Logistics tech firm BlackBuck will move out of its Bellandur office on Bengaluru’s Outer Ring Road (ORR) after nine years, with co-founder and CEO Rajesh Yabaji citing long commutes, potholes and dust and little intent to fix them, as the breaking point.

What triggered the move?
In a post on X on September 16, Yabaji said ORR (Bellandur) had been the company’s “office + home” for nearly a decade, but it had become “very-very hard to continue.”
He detailed how the average one-way commute for colleagues had crossed 1.5 hours, with “roads full of potholes & dust” and no improvement in sight for the next five years. The post, timestamped 10:31 am on September 16, underlined the decision: “We have decided to move out.”
Times of India’s Bengaluru desk reported the move as a response to “death-trap roads,” summarising Yabaji’s rationale and the strain on employee welfare. India Today also covered the exit, framing it as a cautionary tale of how persistent potholes are now hurting business decisions, not just commutes, with BlackBuck leaving its Bengaluru office over worsening road conditions.
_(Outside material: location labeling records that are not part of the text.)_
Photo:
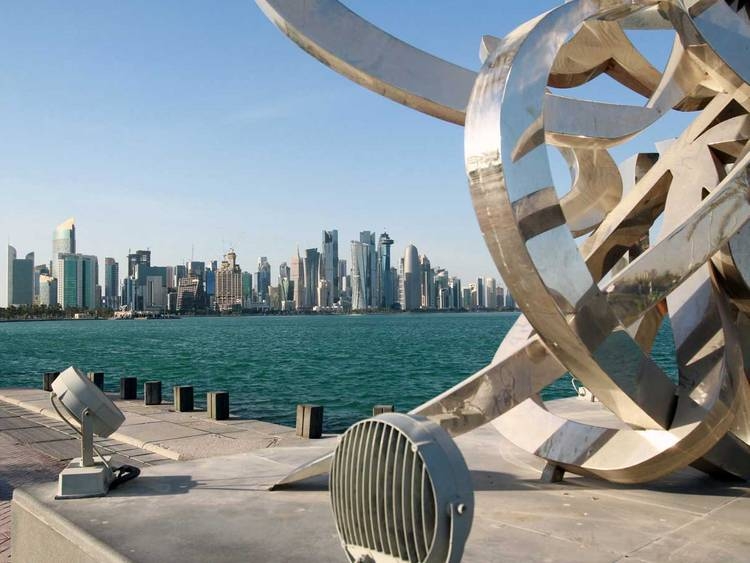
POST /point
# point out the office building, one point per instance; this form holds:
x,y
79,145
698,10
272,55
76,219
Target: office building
x,y
47,290
263,279
111,283
412,287
311,265
20,278
490,288
229,284
138,258
63,242
426,275
78,276
329,264
385,285
359,276
297,272
190,294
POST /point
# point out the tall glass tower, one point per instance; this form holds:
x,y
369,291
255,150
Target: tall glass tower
x,y
63,241
385,296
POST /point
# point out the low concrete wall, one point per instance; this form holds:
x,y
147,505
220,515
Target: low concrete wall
x,y
40,535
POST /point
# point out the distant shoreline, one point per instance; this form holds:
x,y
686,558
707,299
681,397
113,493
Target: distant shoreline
x,y
270,314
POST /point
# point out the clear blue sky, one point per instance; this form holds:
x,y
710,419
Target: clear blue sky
x,y
174,123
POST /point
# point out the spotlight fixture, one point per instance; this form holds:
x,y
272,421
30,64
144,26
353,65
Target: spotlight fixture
x,y
401,491
93,413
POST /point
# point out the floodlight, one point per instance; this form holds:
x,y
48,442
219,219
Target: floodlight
x,y
401,491
94,413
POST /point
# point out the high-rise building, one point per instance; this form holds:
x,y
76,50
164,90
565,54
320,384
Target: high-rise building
x,y
63,241
190,295
490,288
311,265
385,285
373,282
247,289
229,284
138,258
78,276
481,295
47,290
39,270
196,269
263,279
426,278
111,283
412,280
359,277
329,264
298,279
20,278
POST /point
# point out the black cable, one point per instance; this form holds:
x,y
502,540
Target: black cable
x,y
123,474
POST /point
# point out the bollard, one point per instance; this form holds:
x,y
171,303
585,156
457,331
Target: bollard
x,y
128,388
48,378
218,405
380,409
152,393
97,378
309,421
183,398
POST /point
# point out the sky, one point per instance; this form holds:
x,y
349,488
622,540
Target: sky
x,y
188,127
Governance under the scanner
The decision sparked sharp reactions from industry veterans. Former Infosys CFO and Aarin Capital chief T.V. Mohandas Pai called it a “big failure of governance in Bengaluru,” amplifying pressure on civic authorities along the key tech corridor.
Political outreach begins
Within hours of the news cycle, Andhra Pradesh IT Minister Nara Lokesh publicly invited Yabaji to consider relocating BlackBuck to Visakhapatnam (Vizag). In his pitch, Lokesh highlighted civic and safety rankings for the coastal city while positioning Vizag as a cleaner, safer alternative for businesses. (These are the minister’s claims as reported.)

Why it matters?
- Signal from a unicorn-scale player: India Today noted BlackBuck as being worth over $1 billion, making its office shift an unmistakable signal from a scaled logistics platform that depends on road efficiency every day.
- Employee-first calculus: The trigger was not a tax break or real-estate deal but commute pain and safety concerns, a template that other firms grappling with ORR congestion will be watching closely.
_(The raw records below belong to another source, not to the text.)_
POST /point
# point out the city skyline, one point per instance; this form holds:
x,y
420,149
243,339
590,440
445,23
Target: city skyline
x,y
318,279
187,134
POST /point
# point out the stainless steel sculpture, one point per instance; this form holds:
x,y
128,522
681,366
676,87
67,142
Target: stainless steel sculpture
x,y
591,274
- Policy moment: Pai’s “governance” framing and the immediate political courtship from Andhra, turns a company’s facilities decision into a wider policy moment for urban infrastructure competitiveness.
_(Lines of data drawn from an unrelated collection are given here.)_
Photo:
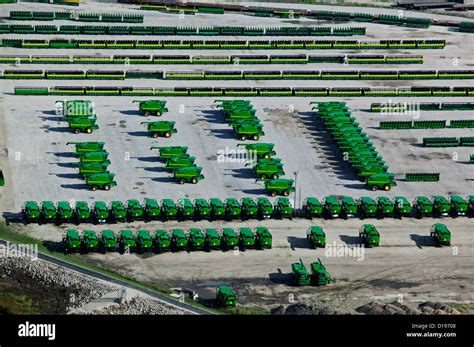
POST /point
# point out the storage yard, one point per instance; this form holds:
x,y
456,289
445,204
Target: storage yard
x,y
308,84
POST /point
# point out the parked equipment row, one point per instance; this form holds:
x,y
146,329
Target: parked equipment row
x,y
238,74
442,91
224,44
212,59
81,17
180,31
161,240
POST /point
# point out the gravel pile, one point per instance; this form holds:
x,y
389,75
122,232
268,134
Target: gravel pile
x,y
140,306
84,288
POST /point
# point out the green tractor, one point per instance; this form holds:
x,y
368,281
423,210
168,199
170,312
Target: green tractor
x,y
440,234
64,212
401,207
118,211
152,107
212,239
161,128
169,210
422,206
279,187
367,207
300,275
369,235
263,238
185,208
459,206
179,241
72,241
134,210
144,241
230,239
31,212
225,297
202,209
162,240
319,274
232,208
108,241
312,207
196,239
332,207
100,212
190,174
246,238
151,209
284,208
101,181
316,236
249,208
90,241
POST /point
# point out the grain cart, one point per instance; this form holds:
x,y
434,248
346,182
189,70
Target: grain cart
x,y
249,208
246,238
127,241
367,207
196,239
64,212
441,206
162,240
48,212
82,212
179,241
202,209
422,207
180,161
229,239
212,239
384,207
108,241
402,207
89,146
161,128
151,209
348,207
225,297
170,151
319,274
300,275
259,150
332,207
459,206
190,174
265,208
134,210
312,207
316,236
279,187
152,107
369,235
440,234
90,241
72,241
232,208
169,210
144,241
85,125
284,208
31,212
118,211
217,208
100,212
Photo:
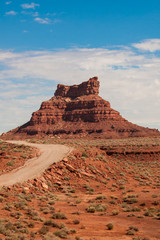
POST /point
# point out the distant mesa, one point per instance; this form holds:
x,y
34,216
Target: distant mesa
x,y
79,111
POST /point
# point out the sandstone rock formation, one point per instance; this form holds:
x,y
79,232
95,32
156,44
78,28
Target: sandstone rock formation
x,y
78,111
None of the reports specify BlackBuck’s next office location; what’s clear is that the move is out of the ORR/Bellandur office footprint. The timeline and destination will be closely watched by other tech-enabled firms that anchor teams along ORR.
“ORR (Bellandur) has been our ‘office + home’ for the last 9 years. But it’s now very-very hard to continue here. We have decided to move out… Average commute… 1.5+ hrs (one way)… roads full of potholes & dust… didn’t see any of this changing in the next 5 years.” – Rajesh Yabaji, X post on Sep 16, 2025
BlackBuck’s decision is a data point that hits where it hurts Bengaluru most: the credibility of its infrastructure to support high-skill, high-density employment hubs. One CEO’s exit from ORR will not empty the corridor, but it raises the cost of complacency.
The next move is with the city’s civic and political leadership, whose response will determine whether this story remains an exception or becomes a trend.